Человек и оружие - Гончар Олесь. Страница 36
Противотанковые рвы копала, земляными валами опоясывалась в эти дни Украина. Откуда брали они начало, эти длинные рвы противотанковые, и где им будет конец? От самого моря через виноградники юга, через солнечные раздольные степи тянулись они в глубину республики, опоясывая Донбасс, огибая Харьков, свежей землей темнея по Левобережью — все дальше и дальше на север. Рвы и рвы. С беспощадной прямолинейностью ложились они по стерням полей, по бахчам, через гречиху медовую да колхозные сады, продирались сквозь золотое войско подсолнухов цветущих (не скоро еще короны их угаснут и пыль падет на шершавые их листья).

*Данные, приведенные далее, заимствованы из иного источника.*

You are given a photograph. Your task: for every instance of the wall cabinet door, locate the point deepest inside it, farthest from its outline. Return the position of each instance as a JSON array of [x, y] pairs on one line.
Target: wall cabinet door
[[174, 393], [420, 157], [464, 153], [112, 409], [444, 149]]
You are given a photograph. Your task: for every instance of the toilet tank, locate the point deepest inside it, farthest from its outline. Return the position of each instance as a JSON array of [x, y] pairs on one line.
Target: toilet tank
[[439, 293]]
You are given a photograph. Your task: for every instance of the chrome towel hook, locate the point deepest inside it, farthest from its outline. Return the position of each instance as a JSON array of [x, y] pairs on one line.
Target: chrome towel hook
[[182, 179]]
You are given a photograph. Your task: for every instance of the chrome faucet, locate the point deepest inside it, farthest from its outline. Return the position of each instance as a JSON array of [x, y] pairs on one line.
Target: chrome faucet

Тысячи людей с лопатами в руках работают на сооружении оборонительных линий; с утра и до ночи, словно чайки морские, белеют в степях косынки девчат, женщин-солдаток и солдатских матерей. Верится им, что не напрасным будет тяжкий их труд, что рвы эти — три метра в глубину, семь метров в ширину! — сделают свое, помогут родной армии преградить путь врагу.
Так по крайней мере думали харьковские студентки, оказавшиеся в числе тысяч и тысяч горожан, мужчин и женщин, в жгучем зное далеко за городом на земляных работах.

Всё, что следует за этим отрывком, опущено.